Let’s run the two integration test classes that use the new extension from command line:
mvn -Dtest=CustomerSubscriberTestcontainersJUnit5ExtensionIntegrationTest,DuplicateCustomerSubscriberTestcontainersJUnit5ExtensionIntegrationTest verify
...
13:09:05.543 [main] INFO com.asimiotech.demo.test.testcontainers.AwsSqsSnsContainerBootstrapExtension -- Overriding AWS config properties [region=us-east-1 snsEndpoint=http://192.168.1.188:32769, sqsEndpoint=http://192.168.1.188:32769]
...
[INFO] Tests run: 2, Failures: 0, Errors: 0, Skipped: 0, Time elapsed: 10.54 s -- in com.asimiotech.demo.messaging.customer.CustomerSubscriberTestcontainersJUnit5ExtensionIntegrationTest
...
[INFO] Tests run: 2, Failures: 0, Errors: 0, Skipped: 0, Time elapsed: 1.126 s -- in com.asimiotech.demo.messaging.customer.DuplicateCustomerSubscriberTestcontainersJUnit5ExtensionIntegrationTest
[INFO]
[INFO] Results:
[INFO]
[INFO] Tests run: 4, Failures: 0, Errors: 0, Skipped: 0
...
The test suite with four tests now starts a single LocalStack container, which could be confirmed with the log Overriding AWS config properties [region=us-east-1 snsEndpoint=
.
9. CONCLUSION
This blog post covered writing integration tests for Spring Boot, SQS, SNS applications with Testcontainers, LocalStack and Docker.

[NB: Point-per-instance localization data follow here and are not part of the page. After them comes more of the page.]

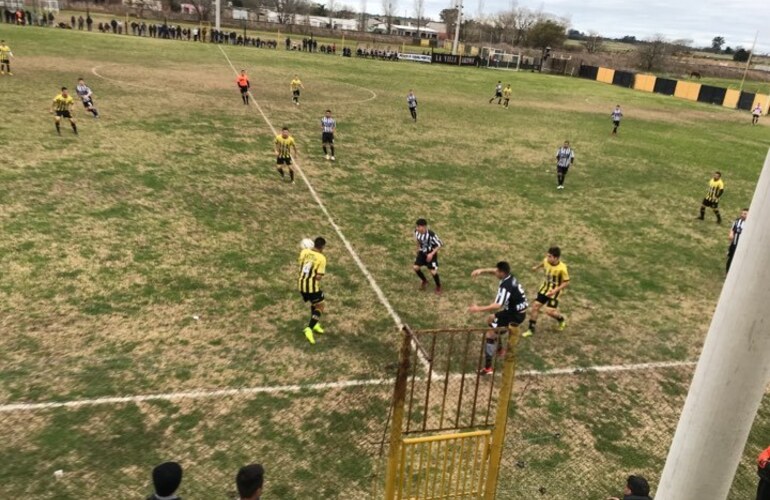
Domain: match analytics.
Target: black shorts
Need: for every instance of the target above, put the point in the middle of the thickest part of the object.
(547, 301)
(422, 260)
(313, 297)
(508, 318)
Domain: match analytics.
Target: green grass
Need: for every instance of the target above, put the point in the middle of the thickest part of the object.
(168, 208)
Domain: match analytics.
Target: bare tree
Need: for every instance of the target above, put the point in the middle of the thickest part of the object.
(203, 9)
(652, 53)
(389, 9)
(523, 20)
(286, 10)
(332, 9)
(593, 42)
(363, 15)
(419, 13)
(505, 26)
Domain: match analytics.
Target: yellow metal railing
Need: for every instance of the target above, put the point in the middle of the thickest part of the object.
(449, 466)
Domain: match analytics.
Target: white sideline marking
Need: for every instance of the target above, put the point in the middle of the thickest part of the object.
(372, 97)
(377, 290)
(249, 391)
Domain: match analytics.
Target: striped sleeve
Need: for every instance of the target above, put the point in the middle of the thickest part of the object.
(435, 241)
(502, 296)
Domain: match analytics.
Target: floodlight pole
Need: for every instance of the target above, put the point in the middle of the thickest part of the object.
(457, 27)
(748, 61)
(732, 373)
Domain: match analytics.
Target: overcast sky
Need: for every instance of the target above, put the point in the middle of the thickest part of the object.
(698, 20)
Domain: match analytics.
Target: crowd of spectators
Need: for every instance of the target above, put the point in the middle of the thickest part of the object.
(167, 478)
(193, 34)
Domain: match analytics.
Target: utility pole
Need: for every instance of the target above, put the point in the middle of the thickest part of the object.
(732, 373)
(457, 27)
(748, 61)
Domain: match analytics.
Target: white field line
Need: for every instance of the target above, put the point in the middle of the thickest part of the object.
(250, 391)
(94, 70)
(356, 258)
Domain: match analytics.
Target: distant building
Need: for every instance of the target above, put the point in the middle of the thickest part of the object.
(155, 5)
(314, 21)
(408, 30)
(440, 28)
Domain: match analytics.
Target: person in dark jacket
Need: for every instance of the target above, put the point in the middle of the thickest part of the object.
(166, 479)
(250, 481)
(763, 471)
(637, 488)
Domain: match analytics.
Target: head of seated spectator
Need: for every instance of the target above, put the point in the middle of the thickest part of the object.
(249, 481)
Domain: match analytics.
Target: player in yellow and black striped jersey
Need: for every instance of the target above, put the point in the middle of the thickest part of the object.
(556, 280)
(62, 108)
(284, 148)
(312, 268)
(296, 86)
(715, 192)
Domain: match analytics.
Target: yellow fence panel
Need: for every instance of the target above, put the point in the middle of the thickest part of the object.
(605, 75)
(762, 100)
(645, 83)
(687, 90)
(449, 466)
(731, 99)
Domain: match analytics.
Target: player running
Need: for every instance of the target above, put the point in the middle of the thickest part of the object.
(507, 91)
(328, 128)
(616, 115)
(62, 108)
(508, 310)
(735, 236)
(244, 85)
(565, 158)
(5, 58)
(498, 93)
(715, 192)
(312, 268)
(284, 146)
(556, 280)
(87, 96)
(296, 86)
(428, 245)
(411, 102)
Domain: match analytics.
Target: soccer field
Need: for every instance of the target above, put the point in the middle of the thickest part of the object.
(168, 209)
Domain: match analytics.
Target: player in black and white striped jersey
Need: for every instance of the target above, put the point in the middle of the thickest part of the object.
(565, 157)
(508, 310)
(735, 235)
(428, 245)
(616, 115)
(411, 102)
(328, 128)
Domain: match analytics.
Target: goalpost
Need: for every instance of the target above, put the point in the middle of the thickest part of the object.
(499, 59)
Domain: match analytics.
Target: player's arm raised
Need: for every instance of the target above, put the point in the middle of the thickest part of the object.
(558, 289)
(483, 270)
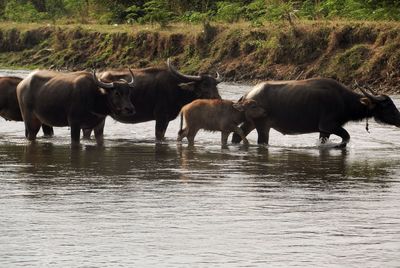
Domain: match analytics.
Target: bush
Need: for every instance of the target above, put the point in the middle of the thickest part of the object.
(195, 17)
(156, 11)
(20, 12)
(230, 12)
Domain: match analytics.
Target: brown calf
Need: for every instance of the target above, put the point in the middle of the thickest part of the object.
(217, 115)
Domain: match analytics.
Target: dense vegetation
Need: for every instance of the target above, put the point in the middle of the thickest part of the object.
(194, 11)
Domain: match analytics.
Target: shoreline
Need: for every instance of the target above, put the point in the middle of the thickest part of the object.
(368, 52)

It helped you provision the SQS queues and SNS topics for the Spring Boot integration tests to publish to, and to consume from.
It also included a custom Spring’s TestExecutionListener that hooks into the integration test life cycle to set up and tear down the SQS and SNS infrastructure before and after each Spring Boot integration test.
Finally, you’ve also learned how to create a custom JUnit 5
Extension that enables sharing a Testcontainers LocalStack instance across all your SNS and SQS integration tests, rather than having each test class spin up a separate LocalStack Docker container.